For those with wealth, the future may seem less certain than it once did. Some are taking a fresh look at their family offices and the governance structures that exist to preserve their wealth for the long term. In turn, the role of the family office is expanding, incorporating greater agility and dynamism than in the past. 

In this context, DBS Private Bank’s new research into family offices – which draws on in-depth discussions with 21 representatives of wealthy families, family offices and government bodies, as well as other experts in the field – shines a light on the priorities for the world’s most influential families.

Here is a selection of our key findings:

The next-gen influence

As families face the challenges of the new economy, the voice of the next generation is growing louder – especially when it comes to social and environmental issues – and is finding a receptive audience among the older generation. We hear how the younger generation’s growing influence is leading to discussions about the extent to which different family members should be involved in day-to-day decision making, and the best way to tackle questions around succession and the eventual transfer of responsibility.

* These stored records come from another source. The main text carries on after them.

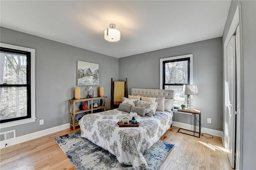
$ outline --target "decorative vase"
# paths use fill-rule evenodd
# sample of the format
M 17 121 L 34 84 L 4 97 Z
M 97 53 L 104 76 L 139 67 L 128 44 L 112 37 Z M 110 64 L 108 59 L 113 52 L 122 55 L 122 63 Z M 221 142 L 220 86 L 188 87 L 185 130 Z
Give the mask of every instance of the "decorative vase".
M 81 88 L 76 87 L 75 88 L 75 99 L 76 100 L 81 99 Z
M 102 86 L 100 87 L 99 96 L 100 96 L 100 97 L 104 96 L 104 87 Z
M 94 91 L 92 87 L 92 86 L 88 90 L 88 97 L 92 97 L 94 94 Z
M 87 103 L 85 101 L 84 102 L 84 103 L 83 103 L 83 110 L 86 110 L 87 109 L 88 109 Z

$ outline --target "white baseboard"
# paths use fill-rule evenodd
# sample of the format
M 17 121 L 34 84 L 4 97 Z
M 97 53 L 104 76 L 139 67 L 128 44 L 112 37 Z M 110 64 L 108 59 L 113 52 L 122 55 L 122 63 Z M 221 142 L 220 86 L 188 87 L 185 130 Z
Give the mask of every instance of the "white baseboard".
M 8 146 L 11 146 L 14 145 L 14 144 L 26 142 L 36 138 L 39 138 L 69 128 L 69 123 L 66 123 L 61 125 L 38 131 L 38 132 L 20 136 L 12 139 L 2 141 L 0 142 L 0 149 L 6 148 Z M 7 144 L 6 145 L 6 144 Z
M 175 127 L 178 127 L 185 129 L 190 130 L 194 130 L 194 126 L 192 125 L 187 124 L 181 122 L 172 121 L 172 125 Z M 199 131 L 199 127 L 196 126 L 196 131 Z M 220 130 L 218 130 L 214 129 L 212 129 L 209 128 L 202 127 L 201 129 L 201 132 L 202 133 L 208 133 L 212 135 L 221 137 L 222 141 L 223 141 L 223 132 Z

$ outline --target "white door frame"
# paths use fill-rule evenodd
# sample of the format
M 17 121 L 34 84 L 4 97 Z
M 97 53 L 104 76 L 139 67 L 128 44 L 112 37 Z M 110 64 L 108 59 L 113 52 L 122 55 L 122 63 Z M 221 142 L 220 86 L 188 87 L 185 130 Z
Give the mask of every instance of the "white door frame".
M 236 47 L 240 47 L 240 49 L 238 50 L 237 50 L 237 52 L 239 52 L 237 57 L 239 57 L 238 59 L 236 60 L 236 69 L 237 72 L 238 72 L 238 75 L 240 75 L 240 76 L 237 77 L 236 82 L 240 82 L 239 85 L 238 85 L 238 88 L 240 88 L 240 90 L 238 89 L 237 91 L 237 92 L 239 93 L 237 97 L 240 99 L 238 99 L 239 103 L 238 103 L 236 106 L 238 107 L 238 113 L 237 113 L 237 130 L 236 130 L 236 170 L 241 170 L 242 169 L 242 127 L 243 127 L 243 67 L 242 67 L 242 22 L 241 22 L 241 4 L 238 4 L 236 12 L 234 16 L 232 22 L 229 28 L 229 30 L 228 33 L 227 37 L 224 43 L 224 46 L 223 47 L 224 49 L 224 83 L 225 83 L 225 80 L 226 80 L 227 78 L 227 68 L 225 66 L 226 65 L 227 63 L 227 45 L 228 42 L 232 37 L 232 36 L 234 35 L 234 33 L 236 32 L 238 26 L 239 29 L 237 29 L 236 34 L 239 37 L 239 43 L 238 46 Z M 239 32 L 237 32 L 238 31 Z M 225 85 L 224 86 L 224 91 L 225 92 Z M 237 101 L 237 102 L 238 101 Z M 226 103 L 226 101 L 225 101 Z M 225 105 L 225 104 L 224 104 Z M 240 107 L 239 107 L 240 106 Z M 224 105 L 224 113 L 225 113 L 225 109 Z M 239 111 L 240 113 L 238 113 Z M 225 114 L 226 115 L 226 114 Z M 224 125 L 225 123 L 227 122 L 226 115 L 225 115 L 224 116 Z M 224 132 L 224 135 L 227 135 L 227 129 L 226 128 L 226 126 L 225 126 L 225 131 Z M 233 133 L 234 133 L 235 132 L 232 132 Z M 224 138 L 225 140 L 225 138 Z M 227 142 L 226 141 L 224 141 L 224 146 L 225 147 L 227 147 Z

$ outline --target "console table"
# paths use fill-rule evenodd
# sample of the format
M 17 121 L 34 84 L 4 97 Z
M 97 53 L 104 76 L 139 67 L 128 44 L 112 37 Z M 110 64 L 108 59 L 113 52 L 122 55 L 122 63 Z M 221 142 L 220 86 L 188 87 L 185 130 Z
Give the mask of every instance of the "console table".
M 200 137 L 200 135 L 201 135 L 201 111 L 200 110 L 196 110 L 194 109 L 194 110 L 191 111 L 190 110 L 187 109 L 182 109 L 182 108 L 179 108 L 178 109 L 178 111 L 182 112 L 186 112 L 188 113 L 192 113 L 194 115 L 194 130 L 190 130 L 187 129 L 185 129 L 182 128 L 180 128 L 179 130 L 178 130 L 178 132 L 179 132 L 180 133 L 182 133 L 184 134 L 188 134 L 190 136 L 193 136 L 197 137 L 198 138 Z M 198 115 L 199 117 L 199 132 L 196 132 L 196 115 Z M 190 132 L 193 132 L 193 134 L 189 134 L 188 133 L 186 133 L 182 132 L 180 132 L 180 129 L 183 129 L 184 130 L 186 130 L 187 131 L 189 131 Z M 198 135 L 196 136 L 195 134 L 195 133 L 198 133 Z
M 90 98 L 82 98 L 80 99 L 72 99 L 69 100 L 69 124 L 70 128 L 73 127 L 73 130 L 75 130 L 76 126 L 78 125 L 78 121 L 76 121 L 76 115 L 84 112 L 90 111 L 91 113 L 93 113 L 93 111 L 103 109 L 104 111 L 107 109 L 107 98 L 106 96 L 103 97 L 93 97 Z M 93 101 L 100 100 L 100 103 L 97 107 L 93 107 Z M 90 107 L 88 105 L 88 101 L 90 101 Z M 76 103 L 86 102 L 87 103 L 88 108 L 86 110 L 76 110 Z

New demands on the family office

Today’s wealthy families are increasingly looking for professionals in the family office who can provide up-to-date guidance on evolving regulation, emerging asset classes, and social and environmental trends, alongside traditional investment and concierge duties. Reputation management has also become critical.

The succession taboo

Succession is the one aspect of family governance, essential to younger and older generations alike, around which many families still struggle to hold productive, open conversations. Families believe it is time to challenge the taboo. Putting comprehensive plans in place can be liberating for family heads, allowing them to live more freely and avoid the disruption of a poorly arranged transfer of responsibility. 

Gift of giving

Philanthropy today is key to engaging younger family members, providing a natural gateway for them to enter governance and investment discussions. At times of change, it is one subject that has the potential to unite everybody, ensuring shared values and passions are carried through to future generations.

Investing for impact

As well as maintaining their long-term support for good causes through grants and endowments, wealthy families are increasingly prioritising ESG and impact investing. In so doing, they are upholding traditional family principles and believe they are setting a positive example for other families. This is another area where we often see a generational aspect, with younger family members keen to bridge the traditional divide between investment and giving back to society.

Conservative innovation

Sustainable investment strategies, including impact investing and social-impact bonds, present long-term practical advantages, with the potential for exceptional returns. Families believe these strategies make commercial sense, as the cost of passivity on environmental issues will exceed any short-term impact on returns.

A new home for wealth

Singapore’s strong rule of law, credible regulatory regime and business-friendly environment make it an attractive family office destination. As prosperous Asians establish family offices to facilitate intergenerational wealth transfer, Western families are increasingly looking to set up a secondary presence in the region to access new opportunities in private equity, venture capital and direct investments.